And another of the Nigerians, Sequoia, who has two little bucks, one brown and the other, pictured here, who is brown and white. Their fleece is more "Nigerian-like". This is Billy, with his mom.
Shetland lambs, so far, have been mostly ewes. This is Fontina with her moorit (or maybe musket) ewe lamb.
And the newest member of the flock, Arcateen's moorit gulmoget ram lamb, who was born sometime last night or early this morning while we slept. He looks a lot like his papa, Tarpan. Gotta love those Shetlands - he was all dry, fed and sleeping in the barnyard with his mom when Larry did the first check this morning. (For those of you who know that I never put our Shetlands in jugs - a few of the Shetlands ended up with the "BWS" and they have gone into jugs and then into the nursery as I "funnel" them out into the Shetland pasture to rejoin their flock. The majority of the Shetlands are lambing on pasture without the "benefit" of jugging, since they don't really need it - they bond so well with their lambs and are very protective by nature.)
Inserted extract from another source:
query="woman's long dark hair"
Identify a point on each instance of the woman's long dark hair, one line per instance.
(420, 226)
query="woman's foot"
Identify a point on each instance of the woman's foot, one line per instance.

I'll have to check the lambing sheets, but we must be at about 50 lambs and kids at this point. The majority of the "big, white sheep" are done - we still have six or eight Shetlands and Icelandics to lamb and most of the goats - although I'm not sure all of them were bred, some are still slender with no udders. Lamb percentages are down a bit this year - feed quality wasn't as good. But the lambs and kids that are on the ground look good. And such a variety - Shetlands, Icelandics, Coopworths, Polypays, goats. Colors and patterns. It's like Christmas!